The first real content expansion to Spore brings new adventures for the Space stage, but leaves much to be desired for the rest of the game.
Galactic Adventures if the first true expansion pack for Spore, and I am glad it was released. The first addition to the original game was the Cute&Creepy parts pack, which retailed for cheap and only contained new parts for the creature editor. This made me cautious that EA was forcing Maxis once again to go down the Sims “endless content packs” road, with no actual new content. However, the Spore universe was saved when Galactic Adventures was announced. I will only be covering the newest additions to the game that are here via the pack, so if you want to know about the original game, read a review of that first.
Galactic Adventures was marketed as the first step in further expanding an already huge gameplay experience. It was said to have come from the suggestions of players that, after reaching the space stage, they really felt confined to their space ship with no ability to leave or explore new worlds from up close by beaming down to the planets. Well, Maxis took a creative approach to address these fan requests – you still cannot beam your creature down on any planet you wish to explore. Instead, the big features of the expansion pack are the Adventures. The game ships with around 10 adventures, and they all follow a fairly simple setup. Your creature (now called “Commander”) is able to travel to specific planets in your galaxy and take on missions.
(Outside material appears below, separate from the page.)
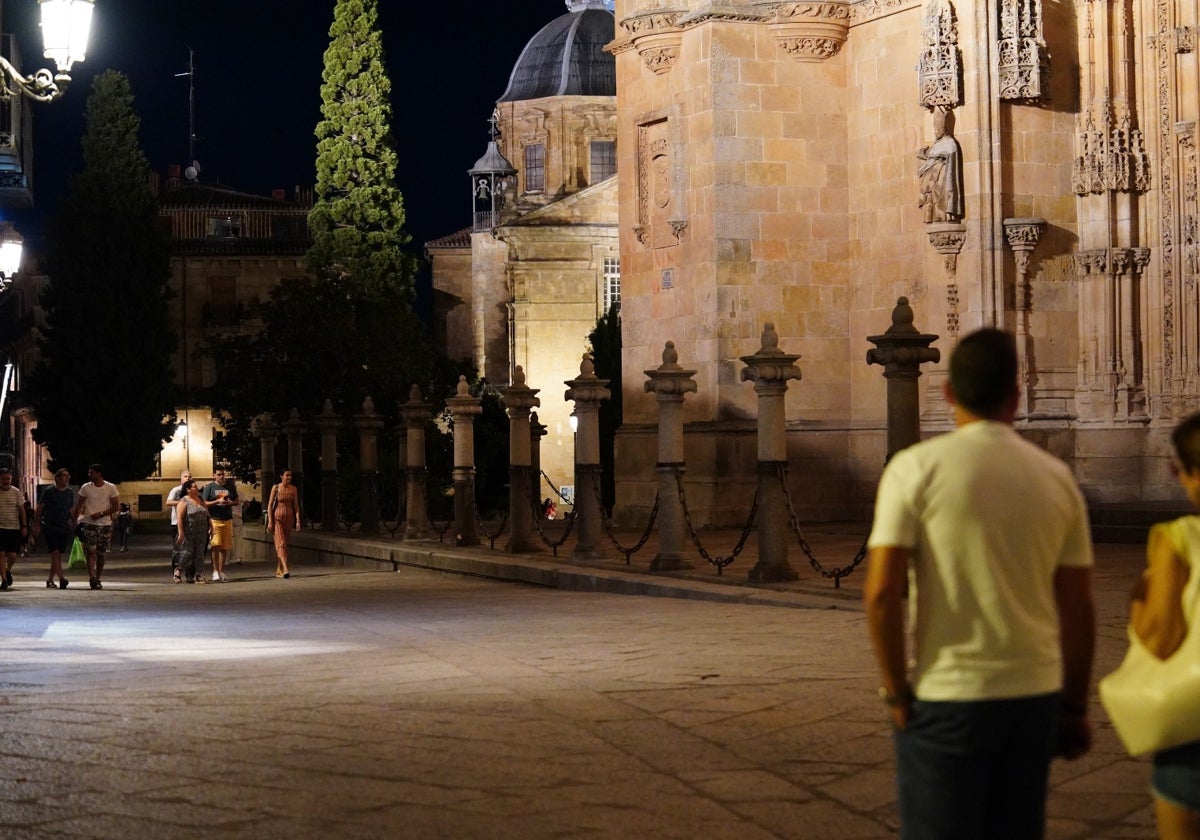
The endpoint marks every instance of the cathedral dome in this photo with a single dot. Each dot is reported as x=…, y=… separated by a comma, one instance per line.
x=567, y=57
These missions allow you to beam down to a location on the planet with a custom-built town (not a regular colony seen in space stage) and take on various mini-quests. Each Adventure can consist of up to 5 quest chains, and in the end your Commander is awarded reputation. This reputation can be used to purchase new powers and equipment to be used during adventures. In a nut shell, Galactic Adventures expansion pack adds some heavily scripted RPG sequences to the game. The adventures you take on are fairly general, and have nothing to do with how your overall space stage game is progressing. You can free-travel to specifically marked planets to start an adventure, or often times another species will tell you to complete an adventure as a quest to progress your relationship with them.
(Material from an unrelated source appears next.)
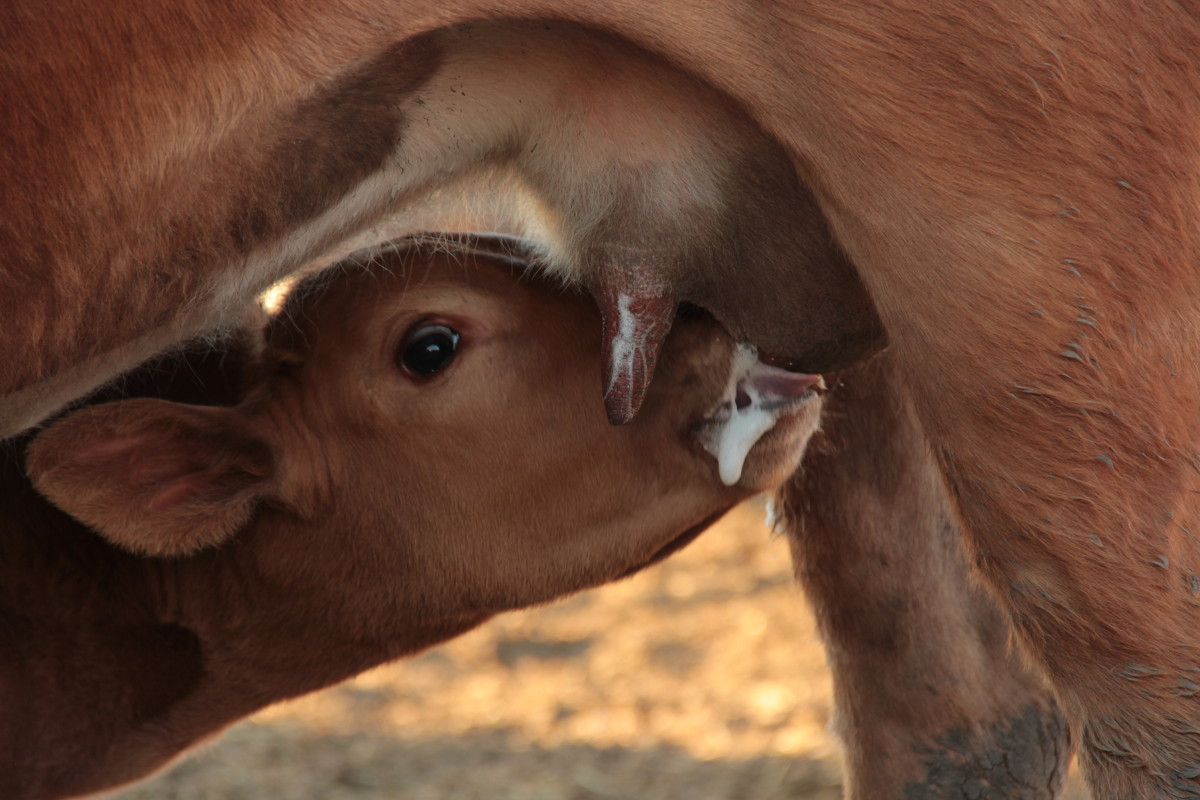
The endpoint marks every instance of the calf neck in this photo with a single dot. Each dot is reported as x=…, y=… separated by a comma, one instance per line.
x=423, y=445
As the trademark of Spore is creativity, the expansion pack ships with the Adventure Editor. This appropriately easily to use tool lets users create their own adventures from scratch. If you have already played through the game and know your way around the creature and vehicle editor, the adventure editor will be a very quick learning experience. Users can create their own quests, dialog and tasks, and then share them on Sporepedia with the same ease. The editor features a complexity limiter, which is the 5 acts per adventure that was mentioned earlier. This will undoubtedly restrict some players from creating anything grand without splitting it into a few different adventure files. Objects, NPCs, and quest markers are all easy to drag and drop, and you can also quickly jump in and test your quest without having to exit out and load a new game. The editor features familiar but fresh soundtrack, and the objects are pretty much everything you have seen before. This time though you add miscellaneous objects such as bombs and teleporters. Players select a pre-built planet and then edit it in a manner similar to the adventure creator.